Chief People Officer at Zoom Video Communications

Transcript

Hello and welcome to connect HR leadership virtual summit hosted on quartz network. My name is Britt Erler QN executive correspondent, thank you so much for joining us. We have heard time and time again that company culture isn’t just what you do it is who you are prioritizing your employees and your consumers, valuing what everyone else around you thinks and feels. These need to be priorities that are ingrained into a company’s DNA. But how do you create and maintain a culture of care that is tangible? And what does this look like in the new remote environment? With more insights on this topic, I would like to welcome our executive speaker Lynne Oldham, Chief people Officer of Zoom video communications. Welcome, Lyn. My brother, thanks for having me. It is a pleasure to have you here. And thank you for taking the time. And to dive right into this topic. I’d like by asking you, how do you create a core value of care, and how has this shaped your company culture at zoom?


You know, the Zoom culture is what we say is we like to deliver happiness. And I think that centers around our value structure, which is one of care, we say, on the on the wall that we care about our communities, our customers, our company, our teammates, and ourselves. And with this culture of Delivering Happiness, we’re always emphasizing that we need to deliver happiness to customers by providing like, reliable, easy to use products.

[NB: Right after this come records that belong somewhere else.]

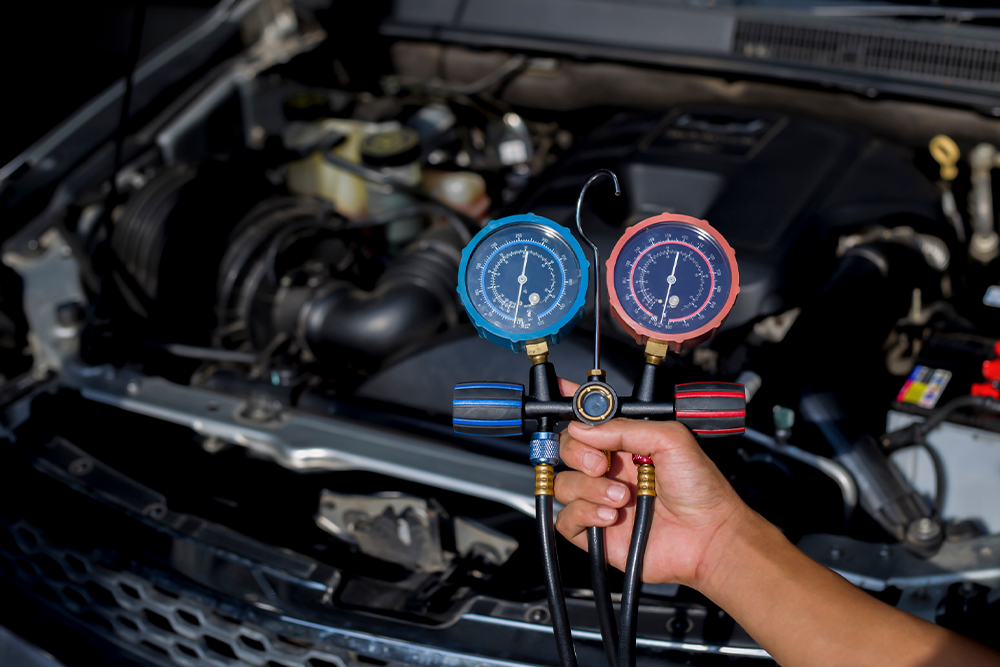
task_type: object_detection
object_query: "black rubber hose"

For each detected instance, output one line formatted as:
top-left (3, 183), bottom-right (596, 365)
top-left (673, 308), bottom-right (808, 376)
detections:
top-left (618, 496), bottom-right (656, 667)
top-left (535, 495), bottom-right (576, 667)
top-left (918, 438), bottom-right (948, 519)
top-left (587, 526), bottom-right (618, 667)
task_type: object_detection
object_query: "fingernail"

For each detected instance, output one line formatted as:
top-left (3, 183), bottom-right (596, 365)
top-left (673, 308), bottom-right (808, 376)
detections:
top-left (583, 452), bottom-right (607, 472)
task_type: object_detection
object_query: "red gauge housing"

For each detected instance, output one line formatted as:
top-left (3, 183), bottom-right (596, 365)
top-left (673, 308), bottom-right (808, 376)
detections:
top-left (606, 213), bottom-right (740, 352)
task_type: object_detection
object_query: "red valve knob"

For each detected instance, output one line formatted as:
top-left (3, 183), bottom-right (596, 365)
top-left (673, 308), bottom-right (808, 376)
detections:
top-left (674, 382), bottom-right (747, 438)
top-left (983, 359), bottom-right (1000, 382)
top-left (969, 382), bottom-right (1000, 399)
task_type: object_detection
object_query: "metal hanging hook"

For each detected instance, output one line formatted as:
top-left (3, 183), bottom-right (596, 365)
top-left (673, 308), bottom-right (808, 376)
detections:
top-left (576, 169), bottom-right (622, 371)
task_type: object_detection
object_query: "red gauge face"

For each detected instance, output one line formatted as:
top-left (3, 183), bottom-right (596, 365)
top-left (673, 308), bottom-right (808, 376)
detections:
top-left (607, 213), bottom-right (739, 350)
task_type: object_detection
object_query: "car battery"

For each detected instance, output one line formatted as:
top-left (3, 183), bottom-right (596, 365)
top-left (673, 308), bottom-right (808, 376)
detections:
top-left (886, 333), bottom-right (1000, 533)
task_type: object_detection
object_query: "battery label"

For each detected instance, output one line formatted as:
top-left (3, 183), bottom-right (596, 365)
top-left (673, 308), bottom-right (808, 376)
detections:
top-left (896, 366), bottom-right (951, 409)
top-left (983, 285), bottom-right (1000, 308)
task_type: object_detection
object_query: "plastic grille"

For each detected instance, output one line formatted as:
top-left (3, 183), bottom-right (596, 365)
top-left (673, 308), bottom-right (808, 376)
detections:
top-left (733, 21), bottom-right (1000, 89)
top-left (0, 521), bottom-right (404, 667)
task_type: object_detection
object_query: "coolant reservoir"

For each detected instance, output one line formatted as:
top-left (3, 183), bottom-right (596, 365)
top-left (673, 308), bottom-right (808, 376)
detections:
top-left (285, 118), bottom-right (369, 220)
top-left (424, 171), bottom-right (490, 220)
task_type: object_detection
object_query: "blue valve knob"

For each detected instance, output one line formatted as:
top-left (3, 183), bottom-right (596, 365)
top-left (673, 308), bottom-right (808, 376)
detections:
top-left (451, 382), bottom-right (524, 436)
top-left (528, 431), bottom-right (559, 466)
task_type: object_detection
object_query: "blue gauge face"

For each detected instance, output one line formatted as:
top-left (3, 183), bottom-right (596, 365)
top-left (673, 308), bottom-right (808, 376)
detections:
top-left (465, 222), bottom-right (582, 338)
top-left (614, 222), bottom-right (733, 336)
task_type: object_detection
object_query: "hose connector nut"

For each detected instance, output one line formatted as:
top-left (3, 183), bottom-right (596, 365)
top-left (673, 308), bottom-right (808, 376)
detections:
top-left (535, 464), bottom-right (556, 496)
top-left (528, 431), bottom-right (559, 466)
top-left (636, 463), bottom-right (656, 496)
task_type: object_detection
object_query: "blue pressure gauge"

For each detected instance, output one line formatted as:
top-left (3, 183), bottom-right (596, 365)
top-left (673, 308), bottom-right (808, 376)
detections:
top-left (458, 213), bottom-right (590, 352)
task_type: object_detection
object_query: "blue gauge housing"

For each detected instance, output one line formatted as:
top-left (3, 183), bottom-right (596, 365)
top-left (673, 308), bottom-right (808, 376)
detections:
top-left (458, 213), bottom-right (590, 352)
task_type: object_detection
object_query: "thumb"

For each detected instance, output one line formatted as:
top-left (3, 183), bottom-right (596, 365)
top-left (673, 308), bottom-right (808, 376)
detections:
top-left (569, 419), bottom-right (704, 464)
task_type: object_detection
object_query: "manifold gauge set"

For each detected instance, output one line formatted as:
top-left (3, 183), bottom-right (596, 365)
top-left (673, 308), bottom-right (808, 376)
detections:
top-left (453, 169), bottom-right (746, 667)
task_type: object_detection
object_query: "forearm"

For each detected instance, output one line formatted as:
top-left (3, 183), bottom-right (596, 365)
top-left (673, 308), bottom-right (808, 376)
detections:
top-left (698, 508), bottom-right (1000, 667)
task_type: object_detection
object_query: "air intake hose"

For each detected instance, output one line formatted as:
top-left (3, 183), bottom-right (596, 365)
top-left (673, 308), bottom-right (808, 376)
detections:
top-left (295, 229), bottom-right (461, 361)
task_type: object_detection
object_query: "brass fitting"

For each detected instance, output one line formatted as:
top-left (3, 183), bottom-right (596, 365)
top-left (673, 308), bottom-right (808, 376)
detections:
top-left (646, 338), bottom-right (669, 366)
top-left (524, 340), bottom-right (549, 366)
top-left (636, 463), bottom-right (656, 496)
top-left (535, 463), bottom-right (556, 496)
top-left (576, 384), bottom-right (615, 422)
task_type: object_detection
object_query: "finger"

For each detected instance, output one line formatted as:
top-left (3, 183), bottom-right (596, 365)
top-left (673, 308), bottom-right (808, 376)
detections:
top-left (559, 378), bottom-right (580, 396)
top-left (556, 500), bottom-right (618, 549)
top-left (559, 431), bottom-right (608, 477)
top-left (567, 419), bottom-right (701, 461)
top-left (555, 470), bottom-right (629, 507)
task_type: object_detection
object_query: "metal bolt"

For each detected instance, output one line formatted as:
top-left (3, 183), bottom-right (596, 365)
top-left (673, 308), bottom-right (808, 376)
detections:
top-left (66, 457), bottom-right (94, 477)
top-left (201, 435), bottom-right (226, 454)
top-left (524, 607), bottom-right (549, 623)
top-left (915, 517), bottom-right (941, 539)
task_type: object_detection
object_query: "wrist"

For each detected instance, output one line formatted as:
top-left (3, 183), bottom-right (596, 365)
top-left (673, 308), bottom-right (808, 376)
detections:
top-left (688, 498), bottom-right (787, 603)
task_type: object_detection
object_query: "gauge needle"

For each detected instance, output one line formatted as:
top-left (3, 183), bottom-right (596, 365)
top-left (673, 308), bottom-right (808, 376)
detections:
top-left (660, 251), bottom-right (681, 324)
top-left (514, 248), bottom-right (528, 323)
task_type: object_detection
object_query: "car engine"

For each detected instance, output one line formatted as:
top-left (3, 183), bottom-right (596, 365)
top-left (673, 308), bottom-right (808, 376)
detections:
top-left (0, 3), bottom-right (1000, 667)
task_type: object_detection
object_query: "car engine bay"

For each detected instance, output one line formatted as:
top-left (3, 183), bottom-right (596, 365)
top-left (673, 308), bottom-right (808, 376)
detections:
top-left (0, 2), bottom-right (1000, 667)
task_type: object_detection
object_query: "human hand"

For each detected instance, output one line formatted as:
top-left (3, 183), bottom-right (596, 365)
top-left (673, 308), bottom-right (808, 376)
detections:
top-left (555, 382), bottom-right (755, 588)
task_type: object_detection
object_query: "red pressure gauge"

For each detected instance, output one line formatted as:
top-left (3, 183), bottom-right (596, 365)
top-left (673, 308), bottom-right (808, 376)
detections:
top-left (606, 213), bottom-right (740, 352)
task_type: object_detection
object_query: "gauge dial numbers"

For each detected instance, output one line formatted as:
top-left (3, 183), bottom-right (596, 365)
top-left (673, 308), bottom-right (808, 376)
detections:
top-left (459, 215), bottom-right (590, 350)
top-left (607, 214), bottom-right (739, 350)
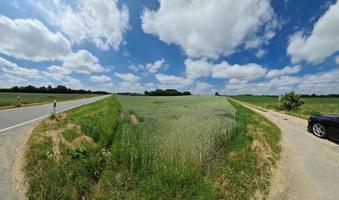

And that drives innovation, because we’re engaging the customer on on feedback, right and solving pain points for our customer. So with that, we’re able to be that frictionless secure communications platform. And that vision starts at the top and permeates throughout.


I couldn’t agree with you more. And I think when I speak with a lot of leaders, as you mentioned, it really does start from the top leaders are creating example for the rest of their team. My next question for you, and I think one that a lot of companies will really like to hear about is how do you make sure that you create this culture of care, but that it’s tangible? Hmm.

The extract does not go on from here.